So far, 6,238 houses are being constructed in the Western Province and only 7 per cent have been completed.
The Eastern Province is ranked third because of having many houses to construct with 8,200, of which 3,907 (48 percent) are still under construction while those completed are 19 percent (748).
The Northern Province has a task of having 3,037 houses constructed by the end of this year, and so far 2,810 are being constructed, while 250 have been completed.
Kigali City has the least number of houses need by December, with 748 houses; 267 houses are being constructed, with 100 houses already completed.
In a related development, all provincial governors and the mayor of Kigali City gathered Friday to present achievements attained in 2006 and 2007 in constructing houses for the vulnerable.
The Eastern Province is the only province that managed to hit the target by 100 percent of constructing houses for the vulnerable people.
Those expected to benefit from the houses include survivors of the 1994 Tutsi Genocide, orphans of the Genocide and the historically underprivileged locally known as Abatwa.

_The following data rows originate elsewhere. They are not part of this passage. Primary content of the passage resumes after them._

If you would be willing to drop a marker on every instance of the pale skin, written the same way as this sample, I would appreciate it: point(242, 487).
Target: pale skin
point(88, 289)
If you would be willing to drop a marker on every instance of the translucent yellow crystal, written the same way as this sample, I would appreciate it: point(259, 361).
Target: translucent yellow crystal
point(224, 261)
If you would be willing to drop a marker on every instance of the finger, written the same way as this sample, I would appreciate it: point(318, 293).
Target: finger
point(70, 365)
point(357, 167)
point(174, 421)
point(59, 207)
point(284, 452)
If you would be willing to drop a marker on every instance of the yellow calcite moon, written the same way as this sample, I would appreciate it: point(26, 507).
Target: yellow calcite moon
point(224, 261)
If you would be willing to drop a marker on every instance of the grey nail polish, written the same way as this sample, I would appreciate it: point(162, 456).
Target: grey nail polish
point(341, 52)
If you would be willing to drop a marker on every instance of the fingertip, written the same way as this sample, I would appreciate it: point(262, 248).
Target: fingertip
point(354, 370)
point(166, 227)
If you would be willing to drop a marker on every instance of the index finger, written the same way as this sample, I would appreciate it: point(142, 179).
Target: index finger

However, the Secretary General in the Ministry of Local Government Eugene Barikana raised the concern of some people benefiting from the houses yet they don't fall in the category of vulnerable people.
Governors were requested to compile a final report of vulnerable people that need to benefit from the houses and eliminate those who don't fall in that category.
The final report is expected to be submitted to the Ministry by the end of September this year. The history of vulnerable people's houses has long been rocked by mismanagement by individuals and companies that win tenders to construct them.
Some of those people have managed to walk away freely without being punished; one of them is allegedly a former Member of Parliament who is suspected to have fled the country to Madagascar with his wife and children.
He managed to fly out of the country after the resumption of reports implicating him in an aborted project for the construction of houses for disadvantaged Genocide survivors.
Asked what the government is doing to minimize such cases, the State Minister in the Ministry of Local Government in charge of Social Welfare, Christine Nyatanyi, answered that those cases are being handled by the judiciary.